CHERCHE ENNEMIS DESESPEREMENT
Mais qui peut me dire ce qui se passe ?
Depuis 2007, il suffisait que je jette juste le nom de la Ségolène en pâture au public pour aussitôt récupérer à mon avantage tous les gogos que j’avais enfumés à la présidentielle. Temps béni où je m’étais trouvé l’ennemie idéale !
J’avais bien compris que cette situation ne pourrait pas durer éternellement, que ma success- story imposait régulièrement de nouveaux épisodes dont les protagonistes à stigmatiser viendraient camoufler ma propre vacuité.
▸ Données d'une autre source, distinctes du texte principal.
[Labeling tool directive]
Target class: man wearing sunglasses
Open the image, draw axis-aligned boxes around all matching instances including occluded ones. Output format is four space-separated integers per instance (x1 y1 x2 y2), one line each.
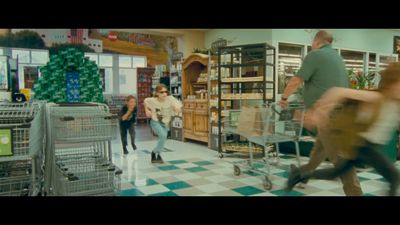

Et croyez moi, je m’y suis attaché personnellement, allant jusqu’à donner moi-même devant les cadres de mon parti réunis à l’Elysée, les éléments de langage à utiliser contre ceux que je désignais de mon doigt vengeur.
Il faut se rendre à l’évidence, on a tout essayé, les voyous, les parents, les mauvais élèves, les arabes, les bronzés, les socialos et même, dans un moment de panique, les banquiers et les patrons voyous. Tout, je vous dis , j’ai tout essayé.
Et malgré ça, je me retrouve au tréfonds des sondages de popularité.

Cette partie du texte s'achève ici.